Influenza has a relatively short generation time and a large fraction of non-detectable transmissions. It therefore represents a major risk for pandemic escalation. For this reason we focused our study on potential pandemic influenza viruses by explicitly considering an individual-based model of influenza transmission. However the agent-based modeling framework presented can also be used for other types of viruses. In order to do that it is crucial to have a detailed knowledge of the specific transmission mechanism and the natural history of the disease that must be accurately plugged into the model.
In light of your results, what preparations should be made to best tackle the laboratory escape of a virus?
What emerges from the study is that immediate set up of all the containment measures is extremely important. Although some of the non-pharmaceutical policies also have a disruptive impact on society (school and workplace closures, household quarantines), their implementation should be considered right away. Furthermore, in our study we did not consider pharmaceutical interventions such as the preventive immunization of laboratory workers or the massive use of antiviral drugs. Although those measures may help in considerably increasing the containment probability, the availability and effectiveness of a vaccine against laboratory manipulated influenza viruses is not clear, nor is the logistical feasibility of massive antiviral interventions. For other types of viruses however, containment measures such as preventive and reactive vaccination or the use of specific pharmaceutical prophylaxis may be available and should therefore be included in the model.

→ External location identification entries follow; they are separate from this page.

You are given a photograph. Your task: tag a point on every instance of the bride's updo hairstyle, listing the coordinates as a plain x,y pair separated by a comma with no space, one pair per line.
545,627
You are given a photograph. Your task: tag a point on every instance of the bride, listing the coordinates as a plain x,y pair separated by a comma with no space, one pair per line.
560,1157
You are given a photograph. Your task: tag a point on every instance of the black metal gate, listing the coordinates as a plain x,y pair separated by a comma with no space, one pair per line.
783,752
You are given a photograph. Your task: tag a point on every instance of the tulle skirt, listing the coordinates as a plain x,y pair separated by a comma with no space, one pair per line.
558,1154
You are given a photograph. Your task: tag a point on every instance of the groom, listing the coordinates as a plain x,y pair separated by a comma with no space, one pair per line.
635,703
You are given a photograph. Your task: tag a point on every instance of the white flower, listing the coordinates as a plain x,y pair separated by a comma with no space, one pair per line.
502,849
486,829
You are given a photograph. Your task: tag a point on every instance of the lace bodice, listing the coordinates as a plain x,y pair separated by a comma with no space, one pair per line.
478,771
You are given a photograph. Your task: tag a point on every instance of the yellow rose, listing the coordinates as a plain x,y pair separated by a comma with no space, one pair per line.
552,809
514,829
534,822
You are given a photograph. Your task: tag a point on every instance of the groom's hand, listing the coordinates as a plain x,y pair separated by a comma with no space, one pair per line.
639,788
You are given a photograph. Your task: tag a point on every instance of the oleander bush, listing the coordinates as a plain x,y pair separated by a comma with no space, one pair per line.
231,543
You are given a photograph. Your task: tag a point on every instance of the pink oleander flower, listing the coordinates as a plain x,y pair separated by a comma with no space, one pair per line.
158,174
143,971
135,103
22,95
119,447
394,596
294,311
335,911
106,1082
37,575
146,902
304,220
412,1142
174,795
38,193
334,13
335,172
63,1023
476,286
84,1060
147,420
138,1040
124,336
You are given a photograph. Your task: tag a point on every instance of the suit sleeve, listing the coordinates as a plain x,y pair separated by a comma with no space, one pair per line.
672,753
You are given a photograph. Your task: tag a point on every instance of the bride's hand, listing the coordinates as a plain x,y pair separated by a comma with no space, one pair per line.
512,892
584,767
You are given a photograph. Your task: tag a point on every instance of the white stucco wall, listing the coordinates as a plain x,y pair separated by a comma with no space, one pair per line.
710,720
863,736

How do you think your research and similar studies will impact policy decisions on influenza virus research, and specifically on the building of labs carrying out this research?
Our work provides numerical evaluation of one containment probability taking into account some of the many elements that contribute to the risk analysis associated with work carried out in BSL laboratories. However, there are many elements that have to be considered in formulating policies regarding BSL laboratories, such as population vulnerability to infectious agents, structure of the health system, and the possibility of putting in place a rapid response program. It is also worth remembering that in many cases the experiments or work carried out in those laboratories are meant to augment our capabilities for fighting these infectious diseases. We hope as ‘number providers’ that our work will provide valuable information to policy makers engaged in such a complex and multidisciplinary decision making process.